Nobody is Cheap All The Time – A Lesson in Value

Recently I had a coaching session with Carrie, a salesperson who had come to me with a problem that all too many salespeople face at one point in their career.  She said to me, “I don’t know why someone would hire me over another salesperson.  I am the same as every other real estate agent.  I am not unique.”  I told Carrie that this type of belief system is the kiss of death in sales.  If you don’t feel you have something better to offer a client then you will never make it in sales.  After all, rule one in sales, you must believe in your product.  For this young woman, like many people in a sales job,  her product as a real estate agent, is her.  If she didn’t believe in herself, she’d sink.

Carrie arrived at our coaching session with her iPad in one hand and a bottle of water in the other.  “I think I figured out part of my problem,” said Carrie.  She then went on to explain that she is very thrifty in life.  She always looks for the best deal when she is shopping.  She equates cheaper with better in her personal life and, if she were shopping for a sales person, she would most likely choose the least expensive option because in her mind cheaper is always better.

“Carrie, I would guess that there are certain times in life that you find things whereby the value outweighs the price, leading you to make a purchase of something that is not the least expensive option.”

“No, never,” responded Carrie.  “I always look for the cheapest option.”

“Well, congratulations.  You are my favorite type of coaching client.  Once you see why people make buying decisions based on value, not dollar, you will begin to see how you can build your sales presentations around the value you offer.  You are my favorite type of client because I’ve never met someone that makes 100% of their buying decisions based on price, never.  You are no exception.”

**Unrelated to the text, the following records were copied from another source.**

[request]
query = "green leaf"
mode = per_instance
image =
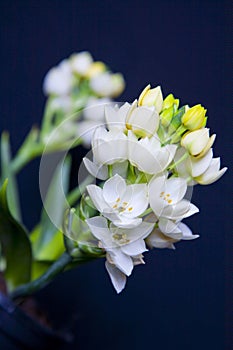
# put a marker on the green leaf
(6, 172)
(15, 244)
(48, 240)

“I do make 100% of my buying decision based on price,” she said.

“I like your iPad,” I responded.

Carrie smiled.  “I know what you are thinking, but my Dad bought this for my birthday.  As much as I love my iPad, I don’t know if I would have bought it myself.  I’m too cheap!”

“Did he buy you that water too?”

“No,” responded Carrie.  “I bought the water.”

“Great.  How much did you spend?”

“$1.50”

“You spent $1.50 on a bottle of water?”

“Yes.”

“How often do you buy water?”

“I drink three bottles of water a day,” said Carrie.

“You spend $4.50 a day on water.  That’s about $1600 per year.”

“I never thought of it like that,” said Carrie.

“Right, because the bottle of water offers something more important to you than the $1600 a year you are paying for it.  What does it offer you?”

“Well, if you are asking why I buy the water there are a few reasons.  First, I like water because there are no calories.  Second, I like the bottled water because I can carry it with me, drink it in the car, and bring it to the gym.  Third, I guess I like the taste of it.  Fourth, the guy at the convenience store where I buy my water is really nice, and kind of cute.”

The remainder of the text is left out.